Oh wow. I remember the stench of ginko nuts as they lay on the ground in Washington DC. My street was lined with them and they were gorgeous trees, but smelled to high heaven when the nuts dropped. Not sure I would have been brave enough to gather them even if I had known then what a delicacy they are considered, as I've since learned! They do look good though.

Chris Q

All the food looks so good! I wish for your recipes of items I could cook here in New England, as we love japanese food but alas ingredients are rather limited since Kotobukiya closed in Cambridge last year and our other mainstay closed the year before. We still have many Chinese markets that carry some of the necessary ingredients. Would you share recipes?

Aspasia

I don't even like fish that much but the himono looks and sounds delicious! What a cool idea to dry fish that way.

Does the gingko nut smell go away with roasting/cooking? I'd love to try them.

sooshi

I love the stuff you cook, there's always so much variety.
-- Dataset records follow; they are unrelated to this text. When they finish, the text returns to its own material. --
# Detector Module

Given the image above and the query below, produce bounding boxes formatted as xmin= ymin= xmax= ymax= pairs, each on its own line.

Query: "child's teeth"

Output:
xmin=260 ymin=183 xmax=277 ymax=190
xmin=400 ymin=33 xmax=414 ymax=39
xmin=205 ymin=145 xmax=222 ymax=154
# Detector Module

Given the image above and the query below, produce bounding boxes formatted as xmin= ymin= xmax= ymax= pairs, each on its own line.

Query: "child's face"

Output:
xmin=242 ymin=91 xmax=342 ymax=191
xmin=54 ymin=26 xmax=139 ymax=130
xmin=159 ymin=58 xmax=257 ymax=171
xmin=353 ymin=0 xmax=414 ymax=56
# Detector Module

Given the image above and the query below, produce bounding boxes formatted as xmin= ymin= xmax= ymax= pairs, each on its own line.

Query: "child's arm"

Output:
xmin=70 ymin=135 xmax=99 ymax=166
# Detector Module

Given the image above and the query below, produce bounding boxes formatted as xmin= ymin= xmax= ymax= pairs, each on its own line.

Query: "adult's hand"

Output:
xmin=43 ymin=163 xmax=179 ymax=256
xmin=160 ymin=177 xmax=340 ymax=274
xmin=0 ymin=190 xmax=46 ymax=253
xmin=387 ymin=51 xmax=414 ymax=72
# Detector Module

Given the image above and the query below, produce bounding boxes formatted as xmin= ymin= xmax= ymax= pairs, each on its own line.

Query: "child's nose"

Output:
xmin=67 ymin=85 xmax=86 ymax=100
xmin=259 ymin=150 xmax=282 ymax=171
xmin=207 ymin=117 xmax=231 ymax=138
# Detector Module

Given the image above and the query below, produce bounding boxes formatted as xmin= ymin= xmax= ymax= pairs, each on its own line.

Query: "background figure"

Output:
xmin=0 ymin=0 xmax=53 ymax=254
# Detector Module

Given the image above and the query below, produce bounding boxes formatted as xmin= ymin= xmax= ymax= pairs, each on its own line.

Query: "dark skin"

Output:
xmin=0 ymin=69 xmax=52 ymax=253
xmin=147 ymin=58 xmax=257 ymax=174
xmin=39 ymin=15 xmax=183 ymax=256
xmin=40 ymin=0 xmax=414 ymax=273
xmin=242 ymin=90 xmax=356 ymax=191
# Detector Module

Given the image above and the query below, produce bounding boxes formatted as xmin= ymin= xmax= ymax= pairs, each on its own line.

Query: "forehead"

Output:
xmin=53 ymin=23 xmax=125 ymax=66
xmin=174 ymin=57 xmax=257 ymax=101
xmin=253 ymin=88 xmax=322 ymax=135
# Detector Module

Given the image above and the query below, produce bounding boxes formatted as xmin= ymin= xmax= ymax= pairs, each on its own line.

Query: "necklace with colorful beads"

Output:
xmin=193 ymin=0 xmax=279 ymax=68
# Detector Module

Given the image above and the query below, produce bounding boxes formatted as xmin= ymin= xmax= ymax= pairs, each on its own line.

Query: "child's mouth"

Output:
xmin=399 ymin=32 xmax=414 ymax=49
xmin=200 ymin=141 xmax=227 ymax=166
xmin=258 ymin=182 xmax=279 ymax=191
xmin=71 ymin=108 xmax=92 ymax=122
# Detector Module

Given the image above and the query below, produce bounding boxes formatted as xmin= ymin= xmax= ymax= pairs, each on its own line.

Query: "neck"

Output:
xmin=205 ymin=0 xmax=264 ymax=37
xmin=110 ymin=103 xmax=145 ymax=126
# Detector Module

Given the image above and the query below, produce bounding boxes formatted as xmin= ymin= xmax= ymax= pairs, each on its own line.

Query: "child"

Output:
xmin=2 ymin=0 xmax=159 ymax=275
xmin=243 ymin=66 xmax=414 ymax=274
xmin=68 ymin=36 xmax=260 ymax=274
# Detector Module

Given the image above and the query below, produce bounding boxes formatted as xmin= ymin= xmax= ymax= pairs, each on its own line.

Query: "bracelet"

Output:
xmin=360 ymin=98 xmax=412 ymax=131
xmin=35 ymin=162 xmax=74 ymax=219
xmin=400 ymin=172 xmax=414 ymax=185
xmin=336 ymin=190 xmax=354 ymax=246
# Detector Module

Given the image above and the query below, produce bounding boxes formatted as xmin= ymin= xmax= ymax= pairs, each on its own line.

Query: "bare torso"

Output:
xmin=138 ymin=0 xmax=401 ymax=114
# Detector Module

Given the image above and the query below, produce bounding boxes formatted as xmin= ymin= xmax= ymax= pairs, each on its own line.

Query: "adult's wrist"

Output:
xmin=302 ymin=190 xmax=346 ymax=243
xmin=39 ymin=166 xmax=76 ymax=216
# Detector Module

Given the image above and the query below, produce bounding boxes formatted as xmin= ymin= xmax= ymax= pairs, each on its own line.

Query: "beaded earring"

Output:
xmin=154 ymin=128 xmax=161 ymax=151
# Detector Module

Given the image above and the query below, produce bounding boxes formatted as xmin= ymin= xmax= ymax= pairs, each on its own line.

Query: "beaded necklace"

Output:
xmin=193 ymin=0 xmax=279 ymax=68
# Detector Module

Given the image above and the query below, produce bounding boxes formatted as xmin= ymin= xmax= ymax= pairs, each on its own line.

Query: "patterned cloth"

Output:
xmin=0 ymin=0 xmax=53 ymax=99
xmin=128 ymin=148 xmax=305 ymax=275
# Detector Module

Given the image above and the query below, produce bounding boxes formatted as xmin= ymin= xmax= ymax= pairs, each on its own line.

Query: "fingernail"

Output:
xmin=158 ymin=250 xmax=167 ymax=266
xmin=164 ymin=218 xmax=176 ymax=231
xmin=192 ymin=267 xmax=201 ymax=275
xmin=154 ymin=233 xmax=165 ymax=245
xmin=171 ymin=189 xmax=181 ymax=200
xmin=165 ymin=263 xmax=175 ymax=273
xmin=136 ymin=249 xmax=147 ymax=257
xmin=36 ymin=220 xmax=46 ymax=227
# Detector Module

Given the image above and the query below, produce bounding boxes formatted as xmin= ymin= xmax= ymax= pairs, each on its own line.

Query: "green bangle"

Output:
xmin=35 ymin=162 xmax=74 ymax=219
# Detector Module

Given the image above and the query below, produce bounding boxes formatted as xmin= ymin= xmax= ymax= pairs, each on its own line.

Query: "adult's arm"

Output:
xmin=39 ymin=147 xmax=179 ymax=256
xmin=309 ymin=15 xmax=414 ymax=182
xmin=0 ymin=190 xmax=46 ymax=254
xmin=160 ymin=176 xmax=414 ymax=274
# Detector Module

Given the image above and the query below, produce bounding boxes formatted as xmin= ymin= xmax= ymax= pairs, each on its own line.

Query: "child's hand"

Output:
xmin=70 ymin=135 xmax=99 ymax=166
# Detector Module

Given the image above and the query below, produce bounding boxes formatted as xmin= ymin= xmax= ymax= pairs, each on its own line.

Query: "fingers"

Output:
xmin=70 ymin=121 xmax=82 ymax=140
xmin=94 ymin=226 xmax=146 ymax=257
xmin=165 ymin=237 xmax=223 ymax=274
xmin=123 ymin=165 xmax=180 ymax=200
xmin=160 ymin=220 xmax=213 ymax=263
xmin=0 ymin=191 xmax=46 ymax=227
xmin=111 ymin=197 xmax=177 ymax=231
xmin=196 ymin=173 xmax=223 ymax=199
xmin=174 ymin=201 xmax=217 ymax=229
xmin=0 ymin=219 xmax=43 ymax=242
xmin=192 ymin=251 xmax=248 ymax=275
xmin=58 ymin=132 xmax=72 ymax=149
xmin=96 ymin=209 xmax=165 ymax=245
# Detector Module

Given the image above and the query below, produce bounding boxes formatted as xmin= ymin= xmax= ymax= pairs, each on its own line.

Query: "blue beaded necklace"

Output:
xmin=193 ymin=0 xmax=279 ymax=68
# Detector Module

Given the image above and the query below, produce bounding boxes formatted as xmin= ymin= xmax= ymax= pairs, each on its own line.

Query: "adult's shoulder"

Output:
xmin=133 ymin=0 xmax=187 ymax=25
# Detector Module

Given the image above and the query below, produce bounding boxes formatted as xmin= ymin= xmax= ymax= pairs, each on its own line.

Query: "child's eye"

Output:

I love ginkgo nuts! I've only ever had them as a dessert however, in a sweet syrup broth. They're a pain to prepare but they taste so good.

Lady E

i just love your food posts. how do you make the shiitake and button mushroom sauce for the hamburger?

Heel Tastic Review

It’s always good to see beautiful piles of plums in all shades from blue-black, through purple and red to green and yellow, plus the plump ears of sweetcorn, golden squash and all the rest.

Heel Tastic Review

melissa doug

I am liking the dishes that you presented here. especially the tufo...

Heel Tastic

I don't think this stuff is restricted to Autumn. I can taste it now. I love the pine nuts added the recipes and the Japanese cuisine looks so elegant.

clea walford


glad that I found your website and I really love your recipes!

Mini

I love looking at the photos because they really make me hungry an I love the colors of the food. However, some of the fish looks unappetizing (but I'd try it)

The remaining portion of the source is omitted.